# Twilliciteren



## Elendi

Hallo iedereen!

Ik volg deze fora al een hele tijd passief, maar heb me nu eindelijk geregistreerd. Ik heb namelijk enkele vragen. Ik hoop dat dit het juiste subforum is, aangezien het ook Frans en Engels aanbelangt. 

Ik studeer Toegepaste Taalkunde. Voor "Terminologie Vertaling" moet ik vertalingen zoeken voor Nederlandse neologismen. Sommige heb ik reeds gevonden, over andere vind ik absoluut niets.
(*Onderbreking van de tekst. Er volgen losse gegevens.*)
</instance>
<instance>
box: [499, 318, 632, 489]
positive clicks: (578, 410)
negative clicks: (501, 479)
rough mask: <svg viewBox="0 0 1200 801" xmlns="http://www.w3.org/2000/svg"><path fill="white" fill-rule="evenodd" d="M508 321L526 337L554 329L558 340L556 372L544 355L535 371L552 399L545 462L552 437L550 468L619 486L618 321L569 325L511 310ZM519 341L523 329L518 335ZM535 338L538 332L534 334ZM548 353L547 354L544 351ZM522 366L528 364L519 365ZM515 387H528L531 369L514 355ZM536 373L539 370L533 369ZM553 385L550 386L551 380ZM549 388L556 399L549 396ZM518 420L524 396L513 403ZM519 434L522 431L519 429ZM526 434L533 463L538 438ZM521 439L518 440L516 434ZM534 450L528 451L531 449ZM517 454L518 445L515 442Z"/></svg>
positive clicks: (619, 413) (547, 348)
Misschien kunnen jullie mij de Engelse en Franse vertalingen geven van de volgende neologismen?

_ Twilliciteren (solliciteren op Twitter)
.....

Ik hoop dat ik niets tegen de regels heb gedaan. Ik weet dat dit voor een taak is, maar ik heb verschillende vertaalsites en - databanken afgezocht. 

Ik dank jullie!


----------



## Timidinho

Hoi,

Is het nu de bedoeling om ze zelf te bedenken, of moet je op zoek gaan naar bestaande uitdrukkingen?

Edit: in het eerste geval zou ik gaan voor _*twipply*_.


----------



## Joannes

Ik zou gewoon eens vragen in EO of ze één woord hebben voor een sollicitatiegesprek over Twitter -- meer volk daar.

Nu ik erover nadenk zou dat een *(job) twitterview* kunnen zijn, neem ik aan? Wel geen werkwoord natuurlijk..


----------



## Elendi

In eerste istantie zou ik een vertaling moeten vinden (en er dan de bron bij vermelden). Mocht ik er geen vinden, moet ik er zelf een bedenken. 
Twipply is goed bedacht, dank je!

Ik zal de vraag daar ook eens stellen, bedankt.


----------



## killerbees

Volgens mij bestaat er geen precieze vertaling van 'twilliciteren' in het Engels  (maar ik ben geen veelgebruiker van Twitter dus je moet mijn mening wel  met een korrel zout nemen).

Twipply ga ik ook voor (al vermoed ik dat de meeste mensen het _twipplie_ uit zouden spreken).


----------



## petoe

Persoonlijk vind ik twilliciteren niet erg geslaagd als neologisme, maar dat is mijn mening natuurlijk.
Een neologisme vertalen lijkt me in veel gevallen onbegonnen werk, omdat ze net zo specifiek zijn en bestaan uit woorden of delen van woorden die in de ene taal perfect combineerbaar zijn maar in de andere, wanneer je ze vertaalt, helemaal niet.
Voor het Frans bvb. zie ik niet meteen hoe ze uit 'postuler' en 'twitter' een goed klinkend nieuw woord kunnen fabriceren.


----------



## Kayla321

Dat laatste lijkt mij dan juist weer reuze simpel: _twostuler_!


----------